In 1905 Hatcher renamed three Monoclonius species into Ceratops species: Monoclonius recurvicornis Cope 1889 became Ceratops recurvicornis; Monoclonius belli Lambe 1902 was made Ceratops belli and Monoclonius canadensis Lambe 1902 was renamed Ceratops canadensis. C. canadensis later was made the separate genus Eoceratops, and C. belli was made the separate genus Chasmosaurus; in 1925 William King Gregory concluded that Ceratops and Chasmosaurus were identical, but this was rejected by most researchers.

In 2005, remarkably well preserved cranial and postcranial elements of a Judithian ceratopsian were discovered in Fergus County, Montana. Nicknamed "Judith", preliminary examination suggested a close affinity with C. montanus. The locality has been determined to be on or in close proximity to the stratigraphic layer of C. montanus, and not too many miles away. In 2016, the new animal was named Spiclypeus, and the authors stated that it may be identical to Ceratops, which they considered a nomen dubium, or a growth stage of Albertaceratops.

===Species list===
The naming history can be summarised in a species list.

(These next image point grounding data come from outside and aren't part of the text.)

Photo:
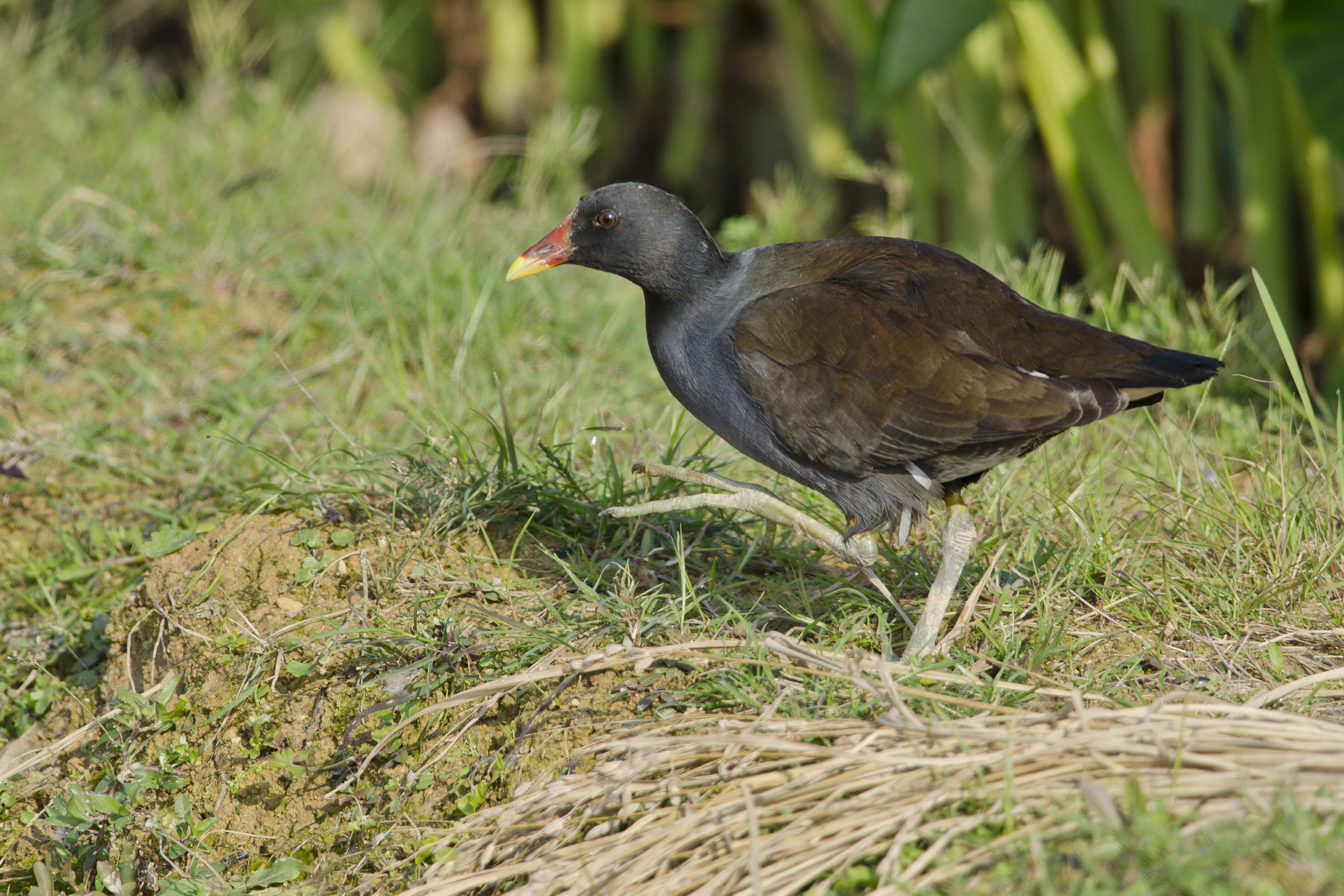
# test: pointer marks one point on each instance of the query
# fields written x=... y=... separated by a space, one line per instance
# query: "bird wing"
x=935 y=284
x=857 y=383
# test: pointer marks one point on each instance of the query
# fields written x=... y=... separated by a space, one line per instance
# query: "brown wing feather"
x=858 y=385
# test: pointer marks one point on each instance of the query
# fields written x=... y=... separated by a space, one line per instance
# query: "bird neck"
x=678 y=274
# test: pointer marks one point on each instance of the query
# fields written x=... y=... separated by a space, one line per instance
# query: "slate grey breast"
x=882 y=373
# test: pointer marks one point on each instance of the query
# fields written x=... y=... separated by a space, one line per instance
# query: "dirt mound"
x=285 y=687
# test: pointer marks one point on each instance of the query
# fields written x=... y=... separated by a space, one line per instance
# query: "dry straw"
x=714 y=805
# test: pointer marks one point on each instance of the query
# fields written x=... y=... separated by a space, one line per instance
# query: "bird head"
x=634 y=230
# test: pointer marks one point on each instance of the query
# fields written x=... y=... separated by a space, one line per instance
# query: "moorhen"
x=882 y=373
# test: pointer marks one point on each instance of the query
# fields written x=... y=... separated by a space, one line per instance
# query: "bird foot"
x=861 y=550
x=956 y=550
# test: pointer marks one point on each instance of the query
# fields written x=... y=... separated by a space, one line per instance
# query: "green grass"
x=233 y=325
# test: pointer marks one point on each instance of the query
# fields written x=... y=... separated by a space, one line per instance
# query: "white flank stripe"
x=921 y=477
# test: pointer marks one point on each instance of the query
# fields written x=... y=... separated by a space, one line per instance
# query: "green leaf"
x=279 y=872
x=164 y=542
x=1311 y=41
x=303 y=538
x=916 y=37
x=1221 y=14
x=76 y=574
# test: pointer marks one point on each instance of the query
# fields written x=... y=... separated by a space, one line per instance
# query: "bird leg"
x=956 y=551
x=861 y=550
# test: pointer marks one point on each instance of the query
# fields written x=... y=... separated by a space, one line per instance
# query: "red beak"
x=550 y=252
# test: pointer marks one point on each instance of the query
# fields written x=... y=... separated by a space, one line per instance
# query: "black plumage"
x=881 y=373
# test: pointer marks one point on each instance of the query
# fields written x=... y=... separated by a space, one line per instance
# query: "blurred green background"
x=1187 y=139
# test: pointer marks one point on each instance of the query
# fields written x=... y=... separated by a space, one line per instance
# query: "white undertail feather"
x=1135 y=394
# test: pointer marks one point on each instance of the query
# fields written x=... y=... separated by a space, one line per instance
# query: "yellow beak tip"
x=524 y=266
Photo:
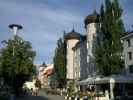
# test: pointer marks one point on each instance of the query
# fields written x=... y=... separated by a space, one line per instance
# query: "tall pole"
x=14 y=28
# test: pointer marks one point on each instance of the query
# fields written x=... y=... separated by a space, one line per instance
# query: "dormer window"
x=128 y=42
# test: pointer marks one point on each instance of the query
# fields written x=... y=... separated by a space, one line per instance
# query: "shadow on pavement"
x=31 y=98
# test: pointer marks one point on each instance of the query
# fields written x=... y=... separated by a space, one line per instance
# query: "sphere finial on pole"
x=15 y=28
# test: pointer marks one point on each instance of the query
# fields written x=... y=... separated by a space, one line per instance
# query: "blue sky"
x=45 y=20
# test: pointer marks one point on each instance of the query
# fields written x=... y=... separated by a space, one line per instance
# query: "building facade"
x=128 y=52
x=80 y=59
x=71 y=38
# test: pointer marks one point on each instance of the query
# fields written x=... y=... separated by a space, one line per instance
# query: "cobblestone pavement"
x=47 y=97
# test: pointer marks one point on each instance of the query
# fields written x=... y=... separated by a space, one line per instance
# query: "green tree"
x=109 y=47
x=17 y=62
x=60 y=62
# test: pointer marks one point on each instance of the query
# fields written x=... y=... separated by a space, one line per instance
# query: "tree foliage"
x=60 y=62
x=109 y=48
x=17 y=62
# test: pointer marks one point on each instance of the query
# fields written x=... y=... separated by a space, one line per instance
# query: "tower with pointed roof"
x=92 y=27
x=72 y=38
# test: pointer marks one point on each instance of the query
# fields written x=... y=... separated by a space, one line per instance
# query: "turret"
x=92 y=27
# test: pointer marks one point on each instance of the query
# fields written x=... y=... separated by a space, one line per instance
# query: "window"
x=130 y=55
x=128 y=42
x=130 y=68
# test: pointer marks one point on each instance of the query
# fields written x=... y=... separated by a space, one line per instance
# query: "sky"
x=44 y=21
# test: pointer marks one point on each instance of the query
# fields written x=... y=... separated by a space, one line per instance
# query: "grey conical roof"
x=72 y=35
x=92 y=18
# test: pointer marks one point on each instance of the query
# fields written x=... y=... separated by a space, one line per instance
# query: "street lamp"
x=14 y=28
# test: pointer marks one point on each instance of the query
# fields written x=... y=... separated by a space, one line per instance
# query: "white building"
x=128 y=52
x=80 y=59
x=72 y=39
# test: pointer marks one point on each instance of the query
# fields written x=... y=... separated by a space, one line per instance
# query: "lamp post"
x=14 y=28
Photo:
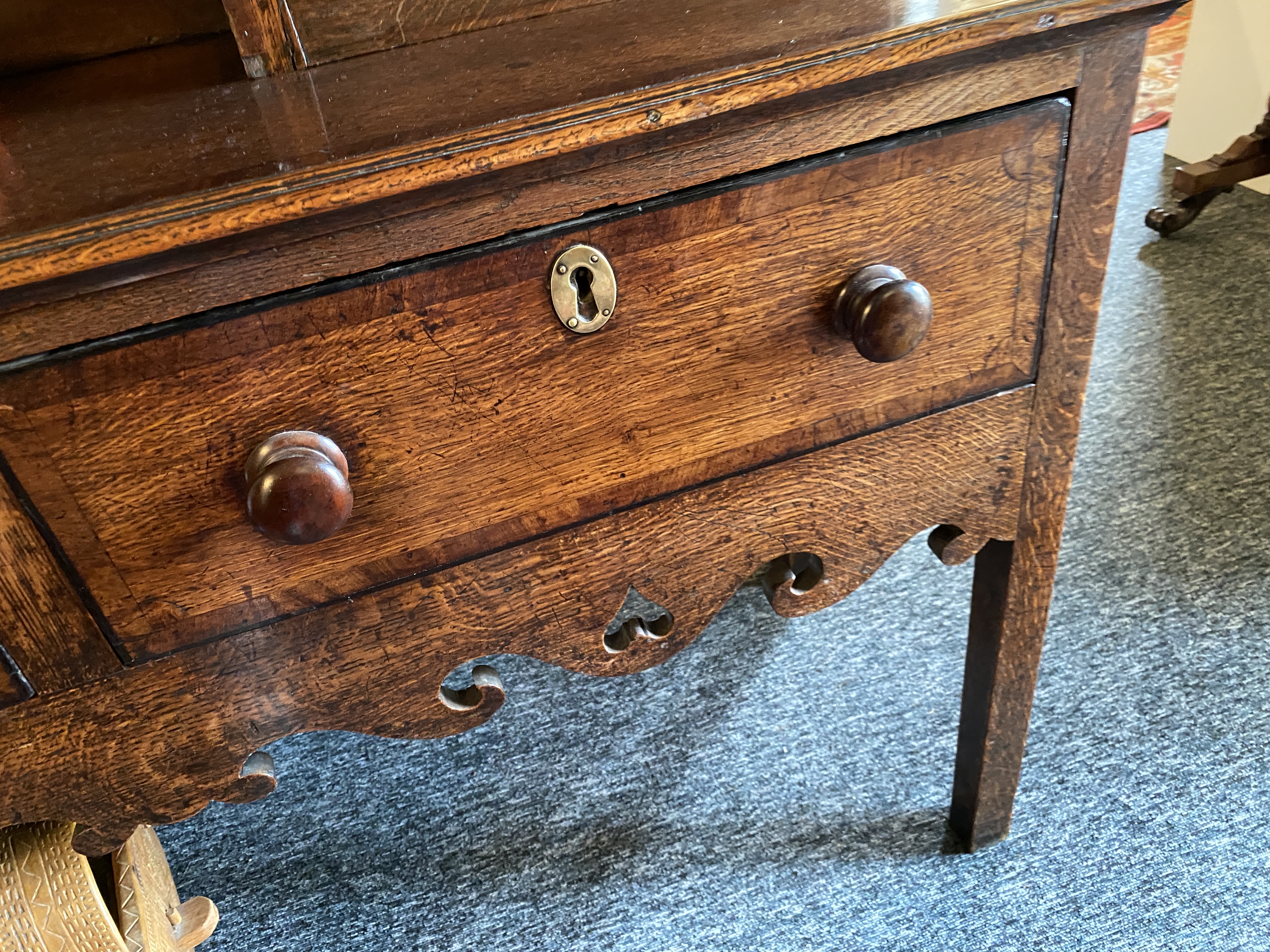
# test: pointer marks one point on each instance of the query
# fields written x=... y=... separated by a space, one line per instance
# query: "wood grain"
x=332 y=30
x=49 y=895
x=44 y=626
x=262 y=36
x=216 y=186
x=169 y=735
x=1014 y=582
x=525 y=197
x=473 y=419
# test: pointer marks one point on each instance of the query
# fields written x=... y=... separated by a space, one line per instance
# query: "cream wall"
x=1225 y=83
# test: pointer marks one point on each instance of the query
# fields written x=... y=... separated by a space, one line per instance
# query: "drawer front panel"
x=472 y=418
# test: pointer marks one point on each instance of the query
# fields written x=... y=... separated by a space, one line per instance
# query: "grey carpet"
x=783 y=785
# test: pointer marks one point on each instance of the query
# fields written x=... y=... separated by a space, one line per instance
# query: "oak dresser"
x=415 y=346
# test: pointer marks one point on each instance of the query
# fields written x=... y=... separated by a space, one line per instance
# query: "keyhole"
x=581 y=281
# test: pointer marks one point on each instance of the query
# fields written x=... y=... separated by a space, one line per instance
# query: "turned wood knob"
x=298 y=488
x=883 y=313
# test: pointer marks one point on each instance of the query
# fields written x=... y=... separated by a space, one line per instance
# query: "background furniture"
x=845 y=311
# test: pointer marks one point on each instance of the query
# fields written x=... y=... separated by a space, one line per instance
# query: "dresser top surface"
x=102 y=163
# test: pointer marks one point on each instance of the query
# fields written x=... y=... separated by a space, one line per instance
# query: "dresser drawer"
x=472 y=418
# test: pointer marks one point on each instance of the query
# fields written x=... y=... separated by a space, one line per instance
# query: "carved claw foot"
x=54 y=898
x=1199 y=183
x=1168 y=223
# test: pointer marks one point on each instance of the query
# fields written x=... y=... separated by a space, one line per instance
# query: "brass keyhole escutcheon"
x=583 y=289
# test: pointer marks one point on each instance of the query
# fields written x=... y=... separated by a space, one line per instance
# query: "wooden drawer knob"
x=298 y=488
x=883 y=313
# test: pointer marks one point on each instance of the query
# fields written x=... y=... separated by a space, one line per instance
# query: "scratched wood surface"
x=155 y=743
x=473 y=419
x=335 y=31
x=174 y=171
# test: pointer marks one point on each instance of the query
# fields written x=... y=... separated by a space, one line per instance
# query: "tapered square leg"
x=1014 y=581
x=1001 y=662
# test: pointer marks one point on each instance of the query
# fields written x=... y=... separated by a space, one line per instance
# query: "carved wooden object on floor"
x=51 y=899
x=1199 y=183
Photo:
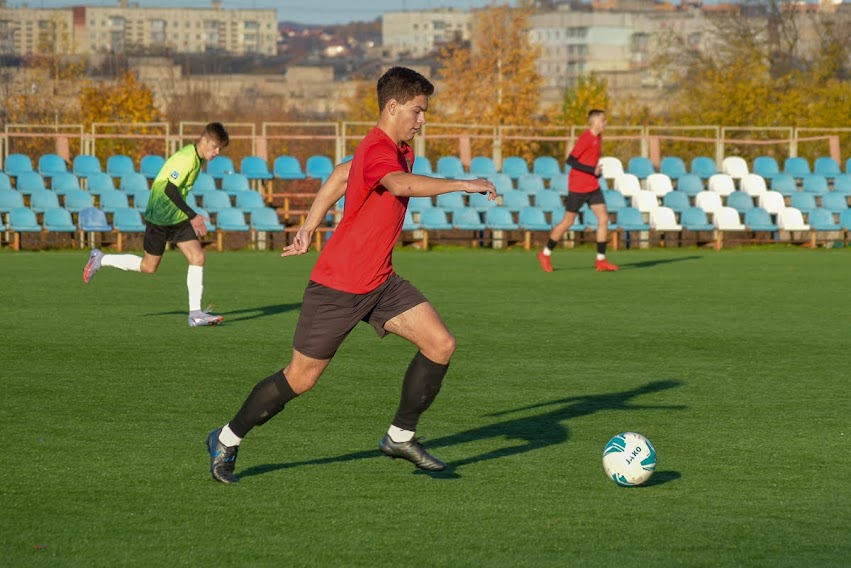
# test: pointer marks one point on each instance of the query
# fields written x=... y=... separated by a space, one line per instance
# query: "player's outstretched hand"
x=198 y=225
x=483 y=186
x=300 y=244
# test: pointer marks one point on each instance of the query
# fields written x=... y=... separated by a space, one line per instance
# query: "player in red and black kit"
x=353 y=280
x=584 y=187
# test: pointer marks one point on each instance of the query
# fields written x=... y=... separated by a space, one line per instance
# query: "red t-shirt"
x=587 y=151
x=358 y=256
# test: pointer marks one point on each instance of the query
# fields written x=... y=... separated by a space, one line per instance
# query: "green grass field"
x=734 y=364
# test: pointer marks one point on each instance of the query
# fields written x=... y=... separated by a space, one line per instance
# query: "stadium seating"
x=119 y=165
x=255 y=168
x=467 y=219
x=151 y=165
x=287 y=168
x=546 y=166
x=500 y=219
x=815 y=183
x=758 y=220
x=766 y=167
x=735 y=167
x=704 y=167
x=672 y=166
x=640 y=167
x=753 y=185
x=482 y=166
x=722 y=184
x=659 y=184
x=450 y=167
x=51 y=164
x=85 y=166
x=219 y=167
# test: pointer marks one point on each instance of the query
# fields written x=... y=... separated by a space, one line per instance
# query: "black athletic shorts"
x=328 y=315
x=156 y=236
x=575 y=200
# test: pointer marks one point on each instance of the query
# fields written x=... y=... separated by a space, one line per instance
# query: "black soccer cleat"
x=412 y=451
x=222 y=458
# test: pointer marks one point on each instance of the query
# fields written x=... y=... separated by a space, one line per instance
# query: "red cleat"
x=546 y=265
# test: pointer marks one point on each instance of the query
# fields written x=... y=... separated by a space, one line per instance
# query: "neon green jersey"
x=181 y=169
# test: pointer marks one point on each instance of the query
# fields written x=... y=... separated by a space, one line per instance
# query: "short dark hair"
x=402 y=84
x=217 y=132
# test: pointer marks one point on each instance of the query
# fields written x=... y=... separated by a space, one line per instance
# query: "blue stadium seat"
x=254 y=168
x=58 y=220
x=43 y=199
x=827 y=167
x=28 y=182
x=482 y=166
x=112 y=200
x=131 y=183
x=766 y=166
x=467 y=219
x=265 y=219
x=434 y=219
x=640 y=167
x=220 y=166
x=51 y=164
x=815 y=183
x=84 y=166
x=151 y=165
x=704 y=167
x=450 y=166
x=287 y=167
x=514 y=167
x=93 y=220
x=500 y=219
x=231 y=220
x=796 y=166
x=319 y=167
x=16 y=164
x=128 y=221
x=119 y=165
x=758 y=219
x=673 y=166
x=533 y=219
x=694 y=219
x=784 y=184
x=547 y=167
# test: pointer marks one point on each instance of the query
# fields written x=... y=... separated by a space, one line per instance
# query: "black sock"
x=266 y=400
x=420 y=387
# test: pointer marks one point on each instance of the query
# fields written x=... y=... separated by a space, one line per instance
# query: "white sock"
x=228 y=438
x=129 y=262
x=195 y=283
x=398 y=435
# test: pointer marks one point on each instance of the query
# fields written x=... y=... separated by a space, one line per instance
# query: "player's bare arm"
x=403 y=184
x=330 y=193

- Ceratops montanus Marsh 1888: nomen dubium; type species of Ceratops Marsh 1888; = Proceratops montanus (Marsh 1888) Lull 1906
- Ceratops horridus Marsh 1889: = Triceratops horridus (Marsh 1889) Marsh 1889
- Ceratops alticornis (Marsh 1887) Marsh 1889: nomen dubium; = Bison alticornis Marsh 1887, = Triceratops alticornis (Marsh 1887) Lull vide Hatcher, Marsh & Lull 1907
- Ceratops paucidens (Marsh 1889) Marsh 1890: nomen dubium; = Hadrosaurus paucidens Marsh 1889; perhaps material of Lambeosaurus lambei
- Ceratops belli (Lambe 1902) Hatcher vide Stanton & Hatcher 1905: = Monoclonius belli Lambe 1902; = Chasmosaurus belli (Lambe 1902) Lambe 1914
- Ceratops canadensis (Lambe 1902) Hatcher vide Stanton & Hatcher 1905: = Monoclonius canadensis Lambe 1902; = Eoceratops canadensis (Lambe 1902) Lambe 1915
- Ceratops recurvicornis (Cope 1889) Hatcher vide Stanton & Hatcher 1905: = Monoclonius recurvicornis Cope 1889

==Classification==
Ceratops was placed by Marsh in the Ceratopsidae in 1888. It thus belonged to the Ceratopsia, a group of herbivorous dinosaurs with parrot-like beaks which thrived in North America and Asia during the Late Cretaceous Period, which ended roughly 66 million years ago. In 1919 the group Ceratopsinae was named by Othenio Lothar Franz Anton Louis Abel, but this concept is problematic: Paul Sereno has defined it as equivalent to the Chasmosaurinae but other researchers limit it to Ceratops itself as its direct relationships are uncertain.

==Diet==
Ceratops, like all ceratopsians, was a herbivore biting off plant material with its beak and processing it with its tooth batteries.